SH53C-06
Interstellar Dust Detected by Voyager 1 Over Heliocentric Radial Distances From 5 to 132 AU

Friday, 18 December 2015: 14:40
2011 (Moscone West)
Donald A Gurnett1, Ann M Persoon1, Larry Granroth2 and William S Kurth2, (1)University of Iowa, Physics and Astronomy, Iowa City, IA, United States, (2)University of Iowa, Iowa City, IA, United States
Abstract:
The plasma wave instruments on the Voyager 1 and 2 spacecraft can detect the impact of high velocity dust particles when they strike the spacecraft body. The impacts are recognizable by a characteristic voltage pulse that they produce in the wideband electric field waveform data. Although the wideband receiver on Voyager 2 is no longer working, Voyager 1 has been collecting wideband data for over 37 years, starting near the Jupiter flyby at 5 AU and continuing to the most recent data beyond 132 AU. During this time a persistent level of dust impacts have been detected at a rate of about 3 to 7 impacts/ hour. We interpret these impacts as being due to interstellar dust. Using the cross-sectional area of the spacecraft high-gain antenna, 10.75 m2, as the effective impact area, and the velocity of the spacecraft relative to the 26 km/s arrival velocity of the interstellar dust, this impact rate corresponds to a flux of about (0.75 to 1.65) x 10-4 m-2 s-1. Although we do not have good knowledge of the mass of the dust particles, this flux agrees well with the interstellar dust flux published by Grün et al. [1993] from the dust detector on the Ulysses spacecraft at 5 AU. The Ulysses dust instrument showed that the mass of the interstellar dust particles ranged from about 10-15 to 10-10 grams (roughly 0.1 to 10 µm).
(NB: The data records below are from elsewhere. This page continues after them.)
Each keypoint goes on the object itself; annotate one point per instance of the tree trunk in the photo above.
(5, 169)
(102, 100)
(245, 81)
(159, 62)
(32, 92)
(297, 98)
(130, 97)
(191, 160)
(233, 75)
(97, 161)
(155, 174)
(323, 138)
We presume that Voyager 1 is detecting these same particles. The heliocentric radial variation can be fit within the error bars by a constant flux of about 1.2 x 10-4 m-2s-1. However, the plot of the average count rates in 20 AU bins increases steadily from 10 to 100 AU, with a notable decrease beyond 100 AU, suggesting that there might be a slightly higher flux (by a factor of two) in the outer regions of the heliosphere than in the interstellar medium.